Fortunately, there's a growing number of organizations creating such opportunities. The Coffee Party movement does it by encouraging local Coffee Strategy Meetings, where self-organized citizens come together in a non-partisan way to help each other learn about and act on an issue, and to learn how to become more active citizens in general. In a more structured and professionally facilitated way, this is also the realm of the highly skilled practitioners of Deliberative Democracy whose work, if scaled up, could become something of a magic bullet. And, of course, single issue advocacy groups of all kinds also provide forums for citizens interested in making a difference on a given issue.
If this kind of activity were occurring in every community in America, on a regular basis -- before, during, and after elections -- we would have more than a revitalized American Dream. We would have finally resumed our journey started over 200 years ago toward becoming a truly enlightened society. Finally capable of grappling with the matrix of challenges and crises facing us in a way that was both effective and sustainable.
But our only chance is if all Americans start taking their jobs as citizens more seriously. Much more seriously.
For as Congressman Hamilton also said in an op-ed today, "With freedom comes obligation, with liberty comes duty. If you and I do not fulfill our side of that wager, our democracy is doomed. If we become a nation of spectators, we will surely fail."
But what about the huge majority of people who've grown frustrated by politics, who've tuned out, and become apathetic and disengaged? How do we connect with them, and re-enlist them as full time citizens?
After all, their reasons are many, and deeply felt. Many have tuned out because they're disappointed or disgusted by what passes for political discourse. Others look at government gridlock, and polarization, fanned by sensationalists in the media, and understandably grow cynical and question whether government can ever again do the big things it needs to do. Yet others see the corruption and outsized influence of special interests and therefore feel their one lonely vote doesn't matter, that they can't make a difference, so why bother trying. And most of us are just so damn busy trying to keep our heads above water and take care of our families, that it leaves little time to do the hard work of everyday democracy.
But do it we must, because there are no political white knights coming to save the day.
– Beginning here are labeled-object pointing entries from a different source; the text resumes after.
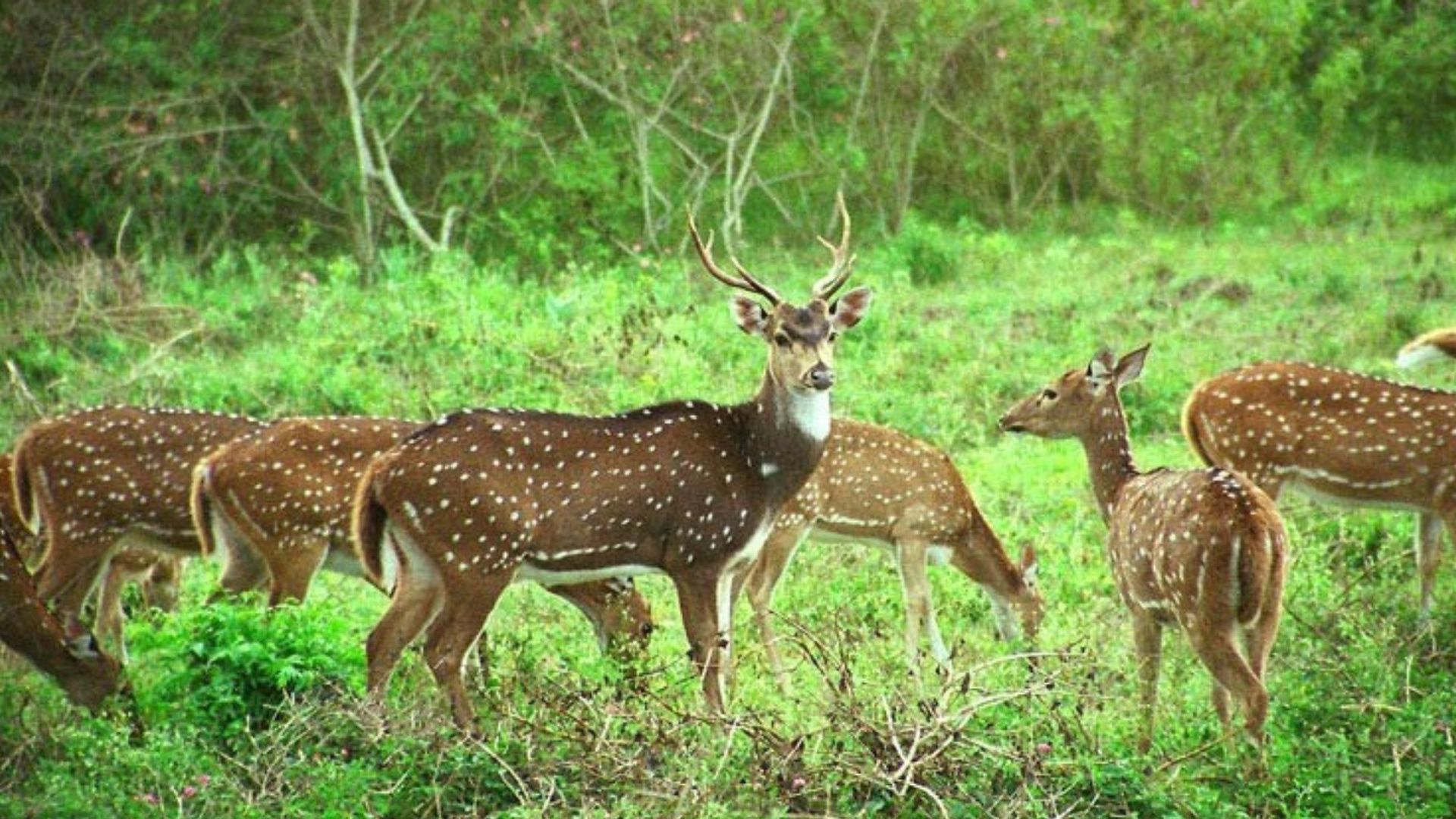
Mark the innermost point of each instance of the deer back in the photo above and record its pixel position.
(293, 479)
(111, 469)
(1329, 431)
(661, 487)
(1197, 544)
Only serious citizens can do that.
The only interests that apathy serves are those not-so-special interests who fill the power vacuum created by passive citizens, and who then use their exclusive access to influence policy to serve their needs rather than ours. The only way to effectively fight back is to refill the vacuum. With us. The People.
Either citizens become better informed and more actively engaged in democratic politics -- or (fill in the blank with your own nightmare scenario).
The bottom line is that as long as most Americans remain addicted to apathy, the job of every serious citizen must be to help them kick the habit. Because we need all of us in the game, not just the angry ones.
To help get the conversation started, take a look at the video below called "Apathy Is The Enemy" -- featuring some serious inspiration from some very inspiring American icons.
And take a minute out of your busy day today, and consider just how lucky we are to live in country with as much raw potential as America. And then help us all get to work.
And of course -- Happy Citizenship Day! Happy Constitution Day!